In parallel, a poster from the Michigan Oncology Quality Consortium (MOQC) assessed real-world biomarker testing in metastatic non-small cell lung cancer (NSCLC) adenocarcinoma across 10 practices. In a retrospective review (January – March 2025), the most recent 10 newly diagnosed metastatic adenocarcinoma patients per site were analyzed using a standardized REDCap form and descriptive statistics. Of the 78 patients, 76 (97%) underwent testing; however, only 62 (79%) received large-panel next-generation sequencing (>50 genes). The remaining 14 had targeted point-mutation assays (n=9), smaller NGS panels (n=4), or underwent testing via an unknown method (n=1). Non-NGS approaches commonly missed NTRK fusions, RET rearrangements, HER2 mutations, and nontraditional EGFR variants. Medical oncologists ordered most tests (n=61, 80%). Actionable biomarkers were found in 43 patients (55%), most commonly KRAS G12C (22%) and EGFR exon 19 deletion/L858R (18%). Notably, of 24 patients with frontline-actionable mutations, 4 (17%) did not receive guideline-recommended targeted therapy. The findings highlight the need for comprehensive testing panels and decision support to ensure guideline-concordant treatment.

A third initiative from McKesson/The US Oncology Network focused on electronic re-prompting for ESR1 mutations in HR-positive, HER2-negative metastatic breast cancer, where ESR1 mutations drive endocrine resistance and became clinically actionable after targeted therapy approvals in January 2023. Clear Value Plus, a decision-support tool, was modified in November 2023 to prompt retesting for ESR1 at disease progression, preceding a February 2024 guideline recommendation. A retrospective analysis of iKnowMed EHR data across more than 2,700 providers at approximately 600 sites (November 2023 – January 2025) evaluated testing coverage, detection, and conversion metrics. Across 8,742 treatment decisions (5,903 first line; 1,808 second line; 1,031 beyond), the proportion with known ESR1 status rose from 37.3% to 44.6%. ESR1 mutations were detected in 12% prior to first-line therapy, 19% prior to second-line, and 27% beyond second-line. Re-prompting converted 9% of unknown decisions to known status, enabling potential targeted therapy for 463 patients. Negative-to-positive conversion was 1%; repeat testing among ESR1-positive patients occurred in 9%; positive-to-negative conversion was under 1%. The strategy improved reporting, provider education, and timely identification of patients eligible for targeted therapies.
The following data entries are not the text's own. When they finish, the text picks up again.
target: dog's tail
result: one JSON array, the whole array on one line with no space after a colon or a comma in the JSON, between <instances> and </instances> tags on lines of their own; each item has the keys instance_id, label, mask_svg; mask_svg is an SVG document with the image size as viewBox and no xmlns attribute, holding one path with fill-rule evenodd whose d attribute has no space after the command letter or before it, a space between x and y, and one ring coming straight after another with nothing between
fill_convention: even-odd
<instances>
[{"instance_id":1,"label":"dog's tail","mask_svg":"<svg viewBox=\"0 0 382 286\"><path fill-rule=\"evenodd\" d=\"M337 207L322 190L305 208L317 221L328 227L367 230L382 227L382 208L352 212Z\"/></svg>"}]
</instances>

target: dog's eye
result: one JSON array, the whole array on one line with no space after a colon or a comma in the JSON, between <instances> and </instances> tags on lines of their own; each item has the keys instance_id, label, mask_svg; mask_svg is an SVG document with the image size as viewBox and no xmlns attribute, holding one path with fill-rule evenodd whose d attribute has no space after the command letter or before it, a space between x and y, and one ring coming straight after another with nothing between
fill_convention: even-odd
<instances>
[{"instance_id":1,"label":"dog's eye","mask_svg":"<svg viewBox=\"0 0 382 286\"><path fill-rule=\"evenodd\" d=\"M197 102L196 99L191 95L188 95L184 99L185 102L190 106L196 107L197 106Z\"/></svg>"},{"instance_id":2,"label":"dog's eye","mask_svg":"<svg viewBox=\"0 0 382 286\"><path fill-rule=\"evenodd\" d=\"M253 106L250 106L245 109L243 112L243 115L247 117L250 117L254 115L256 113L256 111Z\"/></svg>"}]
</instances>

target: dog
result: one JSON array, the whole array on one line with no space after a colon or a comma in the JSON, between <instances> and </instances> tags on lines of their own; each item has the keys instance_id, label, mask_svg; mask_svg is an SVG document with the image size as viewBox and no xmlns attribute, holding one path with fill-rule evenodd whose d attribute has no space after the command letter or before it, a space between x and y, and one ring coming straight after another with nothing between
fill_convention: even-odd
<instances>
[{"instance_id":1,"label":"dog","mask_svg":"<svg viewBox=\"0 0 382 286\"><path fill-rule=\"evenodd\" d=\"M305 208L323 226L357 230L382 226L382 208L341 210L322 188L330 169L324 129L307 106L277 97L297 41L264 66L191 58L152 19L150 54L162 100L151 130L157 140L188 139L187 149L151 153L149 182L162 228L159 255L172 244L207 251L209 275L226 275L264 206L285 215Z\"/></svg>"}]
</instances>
Collectively, these initiatives underscore the value of embedding pharmacist expertise and EHR-driven prompts into routine care. They also demonstrate that proactive testing and standardized, genotype-guided recommendations can enhance patient safety, increase mutation detection and reporting, and improve alignment with guideline-directed therapies. Future opportunities include expanded decision support, continuous training, and real-time performance feedback to sustain and scale precision oncology across practices.

Conclusion

Pharmacist-led research at the 2025 ASCO Quality Care Symposium highlights the breadth of pharmacists’ impact on oncology care. From advancing precision medicine through genotype-guided dosing and biomarker testing to expanding patient access through drug repositories and improving clinical outcomes through oral anticancer medication management, these projects demonstrate how pharmacists enhance safety, efficiency, and equity in cancer care.